Le festival de 2017 dans le village de Lagrasse intervient peu de temps après le succès de "L'histoire mondiale de la France", best-seller de Patrick Boucheron. Ce nouveau livre "Nous sommes ici, nous rêvons d’ailleurs" y fait écho dans une certaine mesure : "Cet été 2017, j'ai voulu, par jeu, montrer que dans ce titre oxymorique, on n'avait pas à choisir entre faire l'histoire du monde, et de l'endroit où on était."

J'étais à Lagrasse et j'ai donc décidé qu'on fasse "l'histoire mondiale de Lagrasse".

Un ouvrage poétique et littéraire

Ce livre, poétique et littéraire, est aussi pour lui une manière de rappeler que le rôle de l'historien connu publiquement "n'est pas simplement de vibrer lorsqu'il y a un temps fort de l'actualité. C'est reconnaitre dans l'histoire une sorte de rhapsodie des temps faibles."

Parfois je veux retrouver l'intensité poétique d'un moment plus discret

Selon Patrick Boucheron, l'idée principale de ce nouveau livre, "Nous sommes ici, nous rêvons d'ailleurs" : c'est avoir le droit "d'être particulièrement ému et attendri par l'endroit où le hasard nous a posé, sans pour autant considérer que tout ce qui n'est pas d'ici ne vaut rien."

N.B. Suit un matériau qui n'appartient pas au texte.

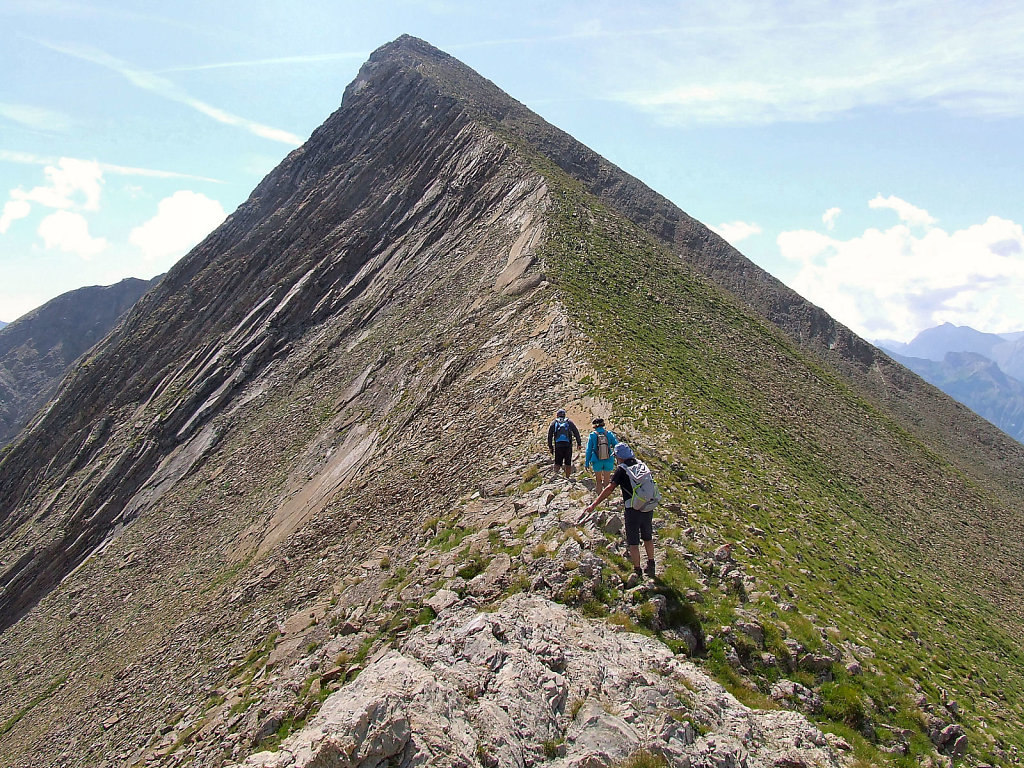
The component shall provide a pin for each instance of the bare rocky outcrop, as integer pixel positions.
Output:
(532, 682)
(321, 439)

Eric Zemmour : "le nom de la falsification de l'histoire"

Sur Eric Zemmour, il déclare : "on ne saura jamais ce qui se serait passé si on n'en avait pas autant parlé. Il n'y a pas de pays B où on aurait décidé à partir de septembre qu'après tout, il n'était pas candidat et qu'on n'avait pas à saturer le débat public de ce syntagme."

Eric Zemmour, "c'est le nom de la falsification de l'histoire"

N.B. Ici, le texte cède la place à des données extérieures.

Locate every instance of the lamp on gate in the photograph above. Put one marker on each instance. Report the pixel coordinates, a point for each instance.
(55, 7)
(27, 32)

Il reprend, sur le fait qu'Eric Zemmour ne considère pas qu'il y ait de consensus historique sur le rôle du maréchal Pétain dans la déportation des juifs : "c'est très important de faire entendre qu'il y a des historiens et des historiennes, qui travaillent, et qui à un moment s'accordent sur un savoir qui ne leur est pas donné mais qu'ils ont construit."

Montée de l'extrême droite dans les urnes

Quant au score de l'extrême droite au second tour de la présidentielle (41,5%) : il y a un contexte "à une séduction très forte pour une tentation autoritaire, il faut en tenir compte", analyse-t-il.

Notre responsabilité c'est de trouver des récits entrainants sur ce qu'est faire société, et rappeler que l'identité ce n'est pas seulement l'endroit d'où on est, mais l'endroit où l'on va.

"La démocratie est un projet à accomplir, qui est toujours déjà devant nous", conclut-il.

La dangereuse idée d'un "retour de l'histoire"

Sur la guerre en Ukraine enfin, il rappelle que l'idée d'un "retour de l'histoire", locution largement utilisée dans ce conflit, est dangereuse, car "ça veut dire que [l'histoire] s'était absentée."

Le magazine américaine Time a notamment titré en Une "The return of History", sur une image de chars en Ukraine. Selon Patrick Bucheron, cela représente "le retour de la guerre, pas le retour de l'histoire".

Vous voyez comment Poutine gagne les esprits en traitant tous ses ennemis de nazis ?

"Nous, on dit que c'est la première fois depuis la Seconde guerre mondiale qu'il a une guerre en Europe. Pardon ? On ne se souvient plus du siège de Sarajevo ? C'était il y a trente ans."